2. Non steroidal androgen antagonist, Inhibits translocation of steroid R to nucleus

Question 44

GnRH analogues

Answer 44

1. Leuprolide, goserelin, naferelin
2. Partial agonist at GnRH R
3. When not pulsated= inhibit LH & FSH release
4. Use: prostatic CA
5. Tox: hypogonadism
   bone pain & back pain
   gynecomastia
   hematuria
   impotence
   testicular atrophy

Question 45

Glucocorticoids

Answer 45

1. Prednisone

Question 46

Antibodies

Answer 46

1. rituximab
2. monoclonal antibody
3. unconjugated chimeric anti CD-20 antibody that binds to CD20 on follicular B cells in NHL
   Facilitate complement mediated cell death

Question 47

Asparaginase

Answer 47

1. Enzyme isolated from E. coli or Erwinia carotovora.
2. Immune sys recognizes this as foreign so use m-PEG instead
3. Antibodies can be raised agains PEG in some children.”silent inactivation”
4. Use: ALL
5. MOA: ALL cell can’t make L-asparagine & need external source like from plasma.
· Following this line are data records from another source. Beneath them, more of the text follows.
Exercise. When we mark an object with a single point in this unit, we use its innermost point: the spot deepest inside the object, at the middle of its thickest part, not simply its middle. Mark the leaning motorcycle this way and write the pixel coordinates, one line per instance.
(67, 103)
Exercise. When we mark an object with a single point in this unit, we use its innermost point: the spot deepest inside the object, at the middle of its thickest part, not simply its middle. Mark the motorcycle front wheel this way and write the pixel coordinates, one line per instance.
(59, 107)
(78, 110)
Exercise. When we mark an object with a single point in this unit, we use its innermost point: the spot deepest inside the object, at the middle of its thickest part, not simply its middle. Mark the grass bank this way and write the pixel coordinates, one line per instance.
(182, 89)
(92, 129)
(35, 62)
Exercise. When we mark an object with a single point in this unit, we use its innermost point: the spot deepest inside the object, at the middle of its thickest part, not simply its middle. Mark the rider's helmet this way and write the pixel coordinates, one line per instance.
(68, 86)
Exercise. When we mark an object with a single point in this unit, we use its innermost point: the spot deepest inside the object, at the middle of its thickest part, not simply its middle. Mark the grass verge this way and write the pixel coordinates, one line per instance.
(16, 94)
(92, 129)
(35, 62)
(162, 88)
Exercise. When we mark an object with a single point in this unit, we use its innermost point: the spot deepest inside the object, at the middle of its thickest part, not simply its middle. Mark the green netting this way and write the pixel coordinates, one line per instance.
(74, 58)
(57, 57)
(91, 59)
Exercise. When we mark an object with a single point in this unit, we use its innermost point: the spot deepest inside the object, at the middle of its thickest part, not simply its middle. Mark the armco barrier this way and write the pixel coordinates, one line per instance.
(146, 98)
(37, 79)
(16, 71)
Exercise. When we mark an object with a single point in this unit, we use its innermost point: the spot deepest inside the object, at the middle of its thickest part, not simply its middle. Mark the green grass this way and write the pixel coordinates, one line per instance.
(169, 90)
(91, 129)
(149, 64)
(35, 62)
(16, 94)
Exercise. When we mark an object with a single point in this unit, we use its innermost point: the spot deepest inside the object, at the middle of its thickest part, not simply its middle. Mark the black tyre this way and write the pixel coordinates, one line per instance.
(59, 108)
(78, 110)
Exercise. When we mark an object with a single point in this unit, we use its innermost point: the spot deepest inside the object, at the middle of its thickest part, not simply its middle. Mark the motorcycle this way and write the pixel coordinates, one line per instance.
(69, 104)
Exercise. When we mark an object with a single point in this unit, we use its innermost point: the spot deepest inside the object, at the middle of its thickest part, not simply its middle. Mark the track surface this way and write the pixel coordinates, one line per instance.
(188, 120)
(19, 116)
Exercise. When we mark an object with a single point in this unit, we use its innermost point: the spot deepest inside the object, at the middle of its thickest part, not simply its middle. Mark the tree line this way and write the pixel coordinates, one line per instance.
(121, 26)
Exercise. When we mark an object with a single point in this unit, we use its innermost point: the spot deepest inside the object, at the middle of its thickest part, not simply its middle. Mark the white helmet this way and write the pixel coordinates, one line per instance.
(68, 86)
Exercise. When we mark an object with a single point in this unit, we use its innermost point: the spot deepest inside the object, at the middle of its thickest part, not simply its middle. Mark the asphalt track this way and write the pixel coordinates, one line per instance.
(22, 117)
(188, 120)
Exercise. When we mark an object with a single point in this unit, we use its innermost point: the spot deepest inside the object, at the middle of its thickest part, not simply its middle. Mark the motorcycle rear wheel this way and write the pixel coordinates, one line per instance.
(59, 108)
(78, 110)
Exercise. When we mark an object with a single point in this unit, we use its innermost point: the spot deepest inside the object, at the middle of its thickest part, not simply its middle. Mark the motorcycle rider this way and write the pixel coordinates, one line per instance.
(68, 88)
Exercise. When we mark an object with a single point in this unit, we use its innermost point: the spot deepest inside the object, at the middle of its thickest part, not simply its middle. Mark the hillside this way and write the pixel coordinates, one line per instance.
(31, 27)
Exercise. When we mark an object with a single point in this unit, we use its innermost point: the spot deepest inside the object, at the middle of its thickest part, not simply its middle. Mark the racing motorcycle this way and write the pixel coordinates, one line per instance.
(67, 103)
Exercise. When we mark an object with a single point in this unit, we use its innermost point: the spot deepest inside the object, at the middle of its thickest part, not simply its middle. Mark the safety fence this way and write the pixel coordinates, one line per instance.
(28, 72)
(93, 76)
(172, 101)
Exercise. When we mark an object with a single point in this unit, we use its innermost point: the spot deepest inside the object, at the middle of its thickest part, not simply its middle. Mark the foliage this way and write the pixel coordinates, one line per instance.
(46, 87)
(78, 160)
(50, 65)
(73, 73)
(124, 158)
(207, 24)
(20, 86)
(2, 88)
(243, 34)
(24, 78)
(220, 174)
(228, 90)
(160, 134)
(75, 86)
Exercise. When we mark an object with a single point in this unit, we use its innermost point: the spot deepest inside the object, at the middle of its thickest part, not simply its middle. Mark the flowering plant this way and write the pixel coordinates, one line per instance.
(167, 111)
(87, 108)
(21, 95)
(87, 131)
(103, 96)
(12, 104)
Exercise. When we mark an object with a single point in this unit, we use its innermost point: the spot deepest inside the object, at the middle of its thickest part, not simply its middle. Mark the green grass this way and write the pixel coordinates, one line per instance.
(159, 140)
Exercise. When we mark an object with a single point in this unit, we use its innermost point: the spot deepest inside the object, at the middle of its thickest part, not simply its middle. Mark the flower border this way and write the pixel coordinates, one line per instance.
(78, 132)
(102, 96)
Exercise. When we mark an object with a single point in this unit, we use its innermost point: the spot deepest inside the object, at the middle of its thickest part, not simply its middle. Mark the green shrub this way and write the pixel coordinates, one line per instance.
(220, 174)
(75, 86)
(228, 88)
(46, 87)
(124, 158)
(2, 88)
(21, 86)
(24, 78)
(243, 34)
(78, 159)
Asparaginase hydrolyze asparagine to aspartic acid & NH4 so deprive cancer cell of aa asparagine for prot syn! Apoptosis!
6. IV or IM
7. Toxicity: fever, nausea
   Hypersensitivity rxns reported in up to 75% of paitents.
   Severe allergic acute rxns in 24-29% of children.
   Potential for infusion related rxns- anaphylaxis
   Hypotension, bronchospasm, rash
   Acute Pancreatitis , rare but raised plasma a-amylase levels.
   Reduced prot syn
   Can be CNS toxic (coma)
   Intra cranial hemorrhage.
   Delay tox: hepatotox, raised liver enz. Increase bleeding & clotting risk due to reduced prot syn!